Garfield looked surprised. “Seriously? Like, just position the segnts in orbit around the ice chunk?”

“Mmm, hmm. It would require two separate drive channels, but there’s nothing wrong in principle with the idea. It would speed things up a lot. And I need a break from the Android project. Working the bugs out of that thing has beco a ga of Whack-a-Mole.”

Garfield laughed. “Okay, old man. I’ll pull a couple of segnts and head them your way.”

***

Despite my comnt to Garfield, as soon as I had parked the surviving drive segnts, I opened up my Android Project file. A video window opened up, showing my current prototype, located over on one of the orbiting labs.

The android was currently powered down and draped on the support rack. Bullwinkle was a quadruped design, about the size of a moose, and every bit as pretty. The external comms array on its head was strangely reminiscent of a famous pair of antlers. Probably not coincidence. Did I ntion I’m not very mature?

This was Bullwinkle version five kajillion or sothing. The basic concepts weren’t that difficult. Artificial skeleton, made from carbon fiber matrix, muscles made from mory plastics that would contract when a current was applied, and sensors to replicate the normal five senses. Package the whole thing up with a remote control system, and a replicant—like yours truly—should be able to control it as if it was my own body.

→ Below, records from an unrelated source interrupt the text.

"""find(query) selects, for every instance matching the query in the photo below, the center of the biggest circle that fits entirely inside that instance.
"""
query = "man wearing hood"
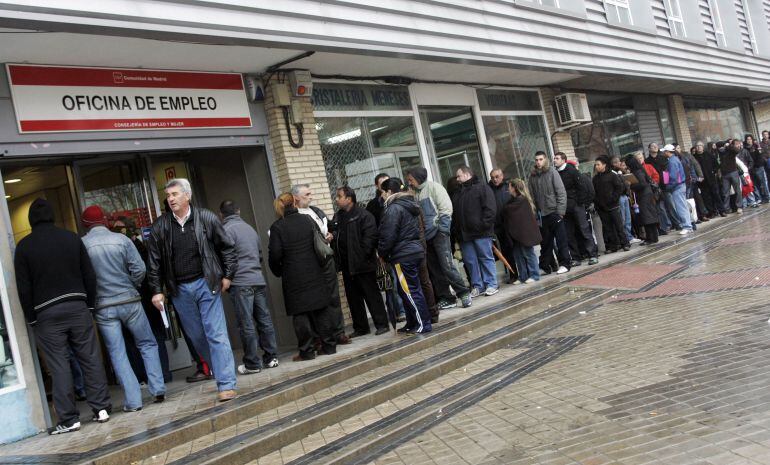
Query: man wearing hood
(474, 213)
(57, 289)
(437, 209)
(550, 198)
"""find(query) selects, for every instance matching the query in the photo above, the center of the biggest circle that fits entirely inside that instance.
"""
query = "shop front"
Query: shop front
(366, 128)
(113, 137)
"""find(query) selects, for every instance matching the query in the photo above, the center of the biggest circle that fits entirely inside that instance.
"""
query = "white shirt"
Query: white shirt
(321, 222)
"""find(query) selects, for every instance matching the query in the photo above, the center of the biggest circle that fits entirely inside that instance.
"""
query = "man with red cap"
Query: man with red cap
(57, 288)
(119, 273)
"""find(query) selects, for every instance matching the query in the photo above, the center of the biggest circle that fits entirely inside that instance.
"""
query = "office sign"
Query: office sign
(64, 99)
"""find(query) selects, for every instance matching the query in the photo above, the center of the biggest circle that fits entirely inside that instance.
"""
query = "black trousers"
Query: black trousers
(335, 307)
(613, 229)
(362, 289)
(554, 235)
(70, 324)
(651, 233)
(312, 325)
(579, 234)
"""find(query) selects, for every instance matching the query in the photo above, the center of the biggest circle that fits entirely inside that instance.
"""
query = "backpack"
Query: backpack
(585, 189)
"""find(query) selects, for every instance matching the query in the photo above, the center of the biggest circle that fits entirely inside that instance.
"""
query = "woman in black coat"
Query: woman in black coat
(648, 212)
(292, 257)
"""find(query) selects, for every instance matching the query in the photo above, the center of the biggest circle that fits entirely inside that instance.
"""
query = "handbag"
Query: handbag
(323, 250)
(384, 280)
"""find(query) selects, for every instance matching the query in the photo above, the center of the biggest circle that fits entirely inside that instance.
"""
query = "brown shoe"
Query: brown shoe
(224, 396)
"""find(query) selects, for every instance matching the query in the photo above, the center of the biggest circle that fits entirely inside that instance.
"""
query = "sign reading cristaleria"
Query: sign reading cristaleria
(62, 99)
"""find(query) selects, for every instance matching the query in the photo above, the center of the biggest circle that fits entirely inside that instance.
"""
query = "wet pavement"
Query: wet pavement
(667, 364)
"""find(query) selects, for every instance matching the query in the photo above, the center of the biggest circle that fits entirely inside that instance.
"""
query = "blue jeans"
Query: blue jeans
(250, 304)
(679, 199)
(203, 318)
(526, 262)
(110, 321)
(760, 187)
(477, 255)
(625, 213)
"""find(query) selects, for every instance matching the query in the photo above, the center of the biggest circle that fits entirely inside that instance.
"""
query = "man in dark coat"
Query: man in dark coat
(473, 217)
(57, 290)
(576, 216)
(354, 233)
(292, 257)
(193, 257)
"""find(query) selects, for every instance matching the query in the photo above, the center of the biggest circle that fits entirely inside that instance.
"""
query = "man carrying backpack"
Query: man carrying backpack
(580, 195)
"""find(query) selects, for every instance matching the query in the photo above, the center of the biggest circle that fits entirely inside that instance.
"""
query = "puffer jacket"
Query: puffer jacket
(216, 249)
(400, 230)
(475, 210)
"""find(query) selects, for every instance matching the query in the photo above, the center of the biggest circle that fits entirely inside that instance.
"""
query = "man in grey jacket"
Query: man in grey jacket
(248, 293)
(550, 198)
(119, 273)
(437, 210)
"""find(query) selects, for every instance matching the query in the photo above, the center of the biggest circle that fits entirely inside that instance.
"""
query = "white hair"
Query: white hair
(295, 189)
(182, 183)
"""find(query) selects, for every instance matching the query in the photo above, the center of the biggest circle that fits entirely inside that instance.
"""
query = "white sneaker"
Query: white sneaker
(101, 416)
(247, 371)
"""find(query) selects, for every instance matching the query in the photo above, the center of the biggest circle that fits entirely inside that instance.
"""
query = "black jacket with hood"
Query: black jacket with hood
(52, 265)
(216, 248)
(399, 232)
(474, 210)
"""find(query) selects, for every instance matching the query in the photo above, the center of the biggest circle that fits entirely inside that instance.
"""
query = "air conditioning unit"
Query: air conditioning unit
(572, 108)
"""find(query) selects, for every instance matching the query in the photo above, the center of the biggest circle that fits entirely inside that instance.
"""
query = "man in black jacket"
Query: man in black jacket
(192, 255)
(355, 241)
(473, 217)
(57, 290)
(576, 217)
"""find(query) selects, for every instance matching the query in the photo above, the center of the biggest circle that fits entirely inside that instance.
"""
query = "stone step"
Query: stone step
(251, 440)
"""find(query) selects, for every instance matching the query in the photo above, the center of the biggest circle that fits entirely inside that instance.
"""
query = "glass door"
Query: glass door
(452, 140)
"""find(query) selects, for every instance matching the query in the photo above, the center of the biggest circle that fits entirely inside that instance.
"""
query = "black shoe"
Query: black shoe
(198, 376)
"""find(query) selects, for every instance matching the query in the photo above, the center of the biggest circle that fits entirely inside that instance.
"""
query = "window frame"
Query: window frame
(716, 17)
(617, 5)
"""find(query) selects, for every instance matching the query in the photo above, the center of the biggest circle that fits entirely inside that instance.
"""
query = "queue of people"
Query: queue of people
(403, 245)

Well, that was the theory. Getting it working was an ongoing exercise in frustration.

Bullwinkle was working fine, chanically. The problem was with senses, reflexes, and communications. Wiring for touch, heat, and cold sensitivity required micro precision akin to neurosurgery. Printers could only help so much. And the more of the contextual processing I built into Bullwinkle, the bigger the required local computer system. The more of it I designed to be handled remotely, the greater the required bandwidth. And the more that light-speed latency screwed things up. FTL communications would alleviate that, but I was still nowhere near making a SCUT small enough to fit into the moose.

I ultimately wanted controlling the android to be an imrsive experience. I wanted to feel myself running across the ground. I wanted to feel heat and cold and touch, and the wind on my face. This was a far cry from controlling a drone or buster, which was more like playing a video ga. I was ninety percent there, but the last ten percent was turning out to be a real PITA.

With a sigh, I closed the folder, and re-opened the asteroid-mover project. Back to work.